My dad was an intellectual. Peter never finished high school, but has a college degree in Life. He’s a true partner to my mother. Peter is the first to go with my mom to the garage sales or grocery stores. He would happily drive down to Nana’s apartment to fix her TV or take her to the craft fair. He brushes Nana’s hair and dyes my mother’s. He and my mom laugh and fight and make fun of each other and knock things over out in public. They’re like a comedy act. They kill at the Grand Union. He is an excellent dancer and roller skater—like Deney Terrio of Dance Fever on skates. I know this because we used to go roller skating as a family, even though it was long past that sport’s heyday. Peter also happens to be a neat freak, which is good, since my mother hasn’t ironed a piece of clothing since 1980. One time they were having an argument in their upstairs bedroom. Suddenly we heard some sort of glass break. Moments later, we heard Peter’s footsteps, step-step-step-step, then the sound of the vacuum cleaner. Then the argument resumed.

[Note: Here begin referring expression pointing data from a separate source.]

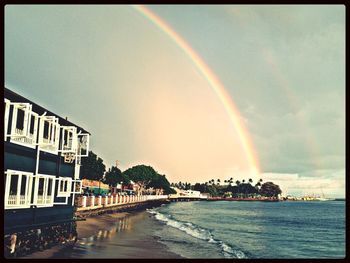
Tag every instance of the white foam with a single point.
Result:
(200, 233)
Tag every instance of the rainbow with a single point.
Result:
(214, 83)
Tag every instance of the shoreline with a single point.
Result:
(121, 234)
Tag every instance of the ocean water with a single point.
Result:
(226, 229)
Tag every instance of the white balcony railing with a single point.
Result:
(29, 139)
(13, 201)
(41, 200)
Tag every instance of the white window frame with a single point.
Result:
(18, 201)
(24, 137)
(6, 117)
(63, 181)
(75, 182)
(46, 199)
(82, 146)
(52, 142)
(71, 145)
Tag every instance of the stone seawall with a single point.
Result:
(120, 208)
(22, 243)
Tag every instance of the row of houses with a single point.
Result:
(42, 158)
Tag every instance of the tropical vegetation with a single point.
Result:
(232, 188)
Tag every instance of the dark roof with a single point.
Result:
(14, 97)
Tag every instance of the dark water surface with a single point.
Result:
(227, 229)
(223, 229)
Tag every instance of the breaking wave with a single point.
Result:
(200, 233)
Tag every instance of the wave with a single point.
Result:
(198, 232)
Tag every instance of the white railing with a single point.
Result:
(13, 201)
(41, 200)
(25, 139)
(116, 200)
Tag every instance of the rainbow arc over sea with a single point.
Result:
(214, 83)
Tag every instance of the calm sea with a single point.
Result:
(225, 229)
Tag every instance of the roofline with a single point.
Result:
(39, 109)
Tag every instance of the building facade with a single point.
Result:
(42, 158)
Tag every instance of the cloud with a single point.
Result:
(330, 183)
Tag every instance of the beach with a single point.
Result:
(118, 235)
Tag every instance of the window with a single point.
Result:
(18, 187)
(44, 190)
(69, 142)
(24, 124)
(77, 187)
(83, 144)
(6, 116)
(49, 133)
(64, 186)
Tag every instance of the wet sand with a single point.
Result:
(117, 235)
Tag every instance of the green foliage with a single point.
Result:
(114, 176)
(240, 189)
(92, 167)
(147, 177)
(270, 189)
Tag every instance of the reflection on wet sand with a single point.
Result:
(122, 224)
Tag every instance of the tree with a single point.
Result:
(270, 189)
(114, 176)
(147, 177)
(92, 167)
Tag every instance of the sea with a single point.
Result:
(273, 230)
(223, 229)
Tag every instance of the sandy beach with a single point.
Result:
(117, 235)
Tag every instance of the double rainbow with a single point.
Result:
(214, 83)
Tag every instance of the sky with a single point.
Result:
(113, 71)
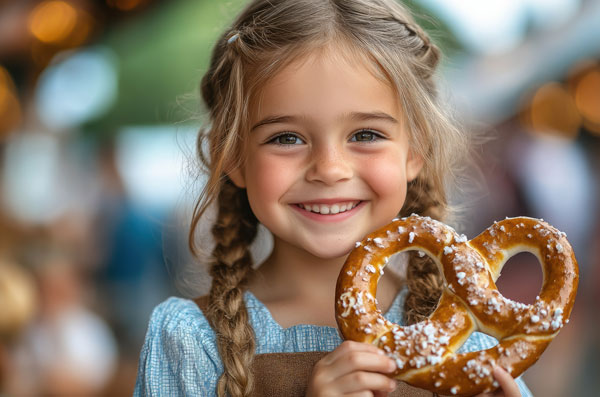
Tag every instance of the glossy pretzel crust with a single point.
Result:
(425, 352)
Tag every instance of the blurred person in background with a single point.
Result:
(67, 349)
(18, 301)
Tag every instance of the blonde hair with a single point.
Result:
(267, 36)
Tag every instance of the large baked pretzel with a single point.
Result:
(425, 352)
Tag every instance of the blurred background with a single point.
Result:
(98, 115)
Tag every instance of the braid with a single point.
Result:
(233, 231)
(422, 275)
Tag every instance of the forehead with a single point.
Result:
(329, 78)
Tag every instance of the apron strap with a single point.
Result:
(287, 374)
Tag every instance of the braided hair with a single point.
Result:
(265, 37)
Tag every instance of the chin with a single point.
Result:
(328, 253)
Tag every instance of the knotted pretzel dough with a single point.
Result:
(425, 353)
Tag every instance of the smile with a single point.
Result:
(326, 209)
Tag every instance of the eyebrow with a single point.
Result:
(354, 116)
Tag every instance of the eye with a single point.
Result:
(365, 136)
(286, 139)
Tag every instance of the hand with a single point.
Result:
(352, 369)
(508, 386)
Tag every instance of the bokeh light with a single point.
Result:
(52, 21)
(587, 97)
(10, 108)
(553, 111)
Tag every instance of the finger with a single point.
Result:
(350, 346)
(361, 381)
(507, 383)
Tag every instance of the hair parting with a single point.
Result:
(267, 36)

  Peter has always honored my father, often going to plant flowers at his grave.

  “You’re just going there to complain about me,” Mom teases him.

  “Yes,” says Peter without missing a beat. “And there’s usually a line when I get there.”

  4

  Who’s Getting Hit First?

  When my mom told me she was marrying Peter, I was a sophomore in college. I loved Peter, and I was happy for her. But I also felt a renewed surge of mourning for my father. It had been four years since Dad had died, and it still felt like yesterday to me. After I’d congratulated them, I went back to my college apartment in Syracuse and wept. My boyfriend at the time, Jim, came over and held me for a very long time. I leaned a lot on Jim in those days.

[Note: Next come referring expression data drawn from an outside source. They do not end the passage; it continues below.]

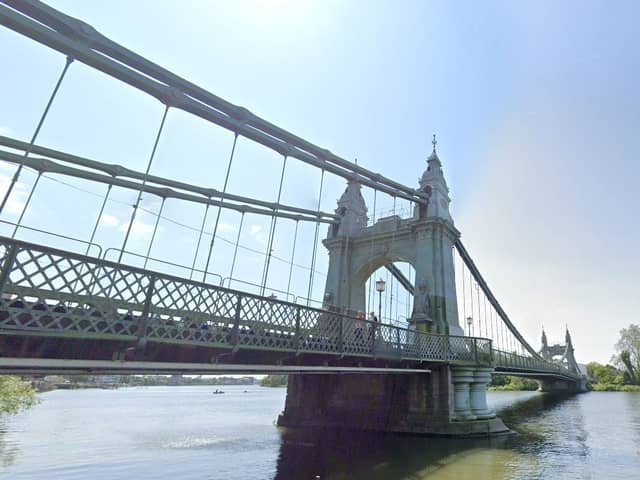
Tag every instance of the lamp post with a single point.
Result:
(380, 284)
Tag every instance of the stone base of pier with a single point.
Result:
(446, 401)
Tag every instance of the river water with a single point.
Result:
(188, 433)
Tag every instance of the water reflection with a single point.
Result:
(341, 454)
(8, 452)
(337, 455)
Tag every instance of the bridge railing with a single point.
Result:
(512, 360)
(56, 293)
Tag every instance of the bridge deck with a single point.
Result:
(59, 305)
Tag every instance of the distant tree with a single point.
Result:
(605, 374)
(15, 395)
(628, 348)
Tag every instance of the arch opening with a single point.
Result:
(394, 305)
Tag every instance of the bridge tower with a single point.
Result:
(562, 354)
(425, 241)
(444, 400)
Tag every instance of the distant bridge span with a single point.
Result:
(62, 311)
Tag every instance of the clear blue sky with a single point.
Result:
(535, 105)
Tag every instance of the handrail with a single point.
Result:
(127, 252)
(82, 42)
(454, 348)
(243, 282)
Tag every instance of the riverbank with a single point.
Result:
(613, 387)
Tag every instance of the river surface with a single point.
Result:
(188, 433)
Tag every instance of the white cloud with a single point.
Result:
(107, 220)
(258, 234)
(6, 131)
(139, 228)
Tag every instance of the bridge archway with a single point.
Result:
(425, 241)
(396, 302)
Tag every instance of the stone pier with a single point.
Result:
(447, 401)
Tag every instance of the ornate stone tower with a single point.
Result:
(425, 241)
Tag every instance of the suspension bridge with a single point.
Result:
(75, 310)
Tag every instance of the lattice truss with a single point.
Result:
(54, 293)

  College until I met Jim had been pretty predictable. I’d always known I would go to Syracuse University, though I’d never thought much about why. It just felt comfortable. My mother had gone there. My father had taught there. It had this air of home. I remembered my years in that city so fondly, and I wanted to be where my dad had been. I walked through the Syracuse Department of Education, where I taught aerobics for a time, and saw a poster for the Edward F. Kelly Evaluation Conference, an educational competition that was started the year after he died and which exists to this day. Someone there told me about how much my father had meant to him, and dug up a photo of me from a work picnic, a tomboy swinging on a tire swing, smiling, a picture that captured exactly how I felt as a kid—free, full of life, loved.

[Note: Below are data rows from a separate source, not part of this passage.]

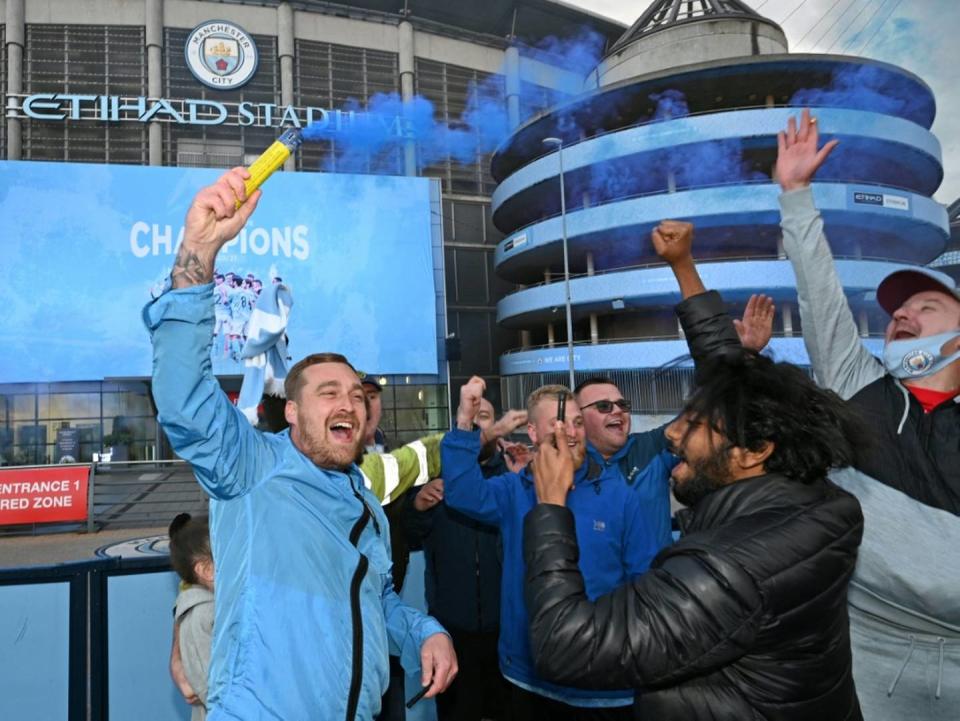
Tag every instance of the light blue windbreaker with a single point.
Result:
(290, 541)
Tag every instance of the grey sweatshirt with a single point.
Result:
(905, 594)
(194, 612)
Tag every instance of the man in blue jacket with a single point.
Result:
(614, 525)
(305, 607)
(606, 413)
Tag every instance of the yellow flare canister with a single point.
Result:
(271, 159)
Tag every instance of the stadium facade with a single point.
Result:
(680, 120)
(83, 82)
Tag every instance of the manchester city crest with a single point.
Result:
(221, 54)
(917, 361)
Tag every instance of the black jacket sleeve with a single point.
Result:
(692, 613)
(708, 327)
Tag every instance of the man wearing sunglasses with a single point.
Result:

  But mostly I just ambled through my days, obsessed with college boys and my weight. I skipped classes to hang out with friends. My journals are replete with messages amounting to “I don’t know why he’s not calling!” or “I have to lose these last five pounds!” How I would love to go back and talk to that girl.

  Some of my apathy came from not having gotten into the journalism program. When I was accepted to Syracuse University, I applied to the famous Newhouse School of Communications, but was turned down. And so I entered the Maxwell School of Political Science instead.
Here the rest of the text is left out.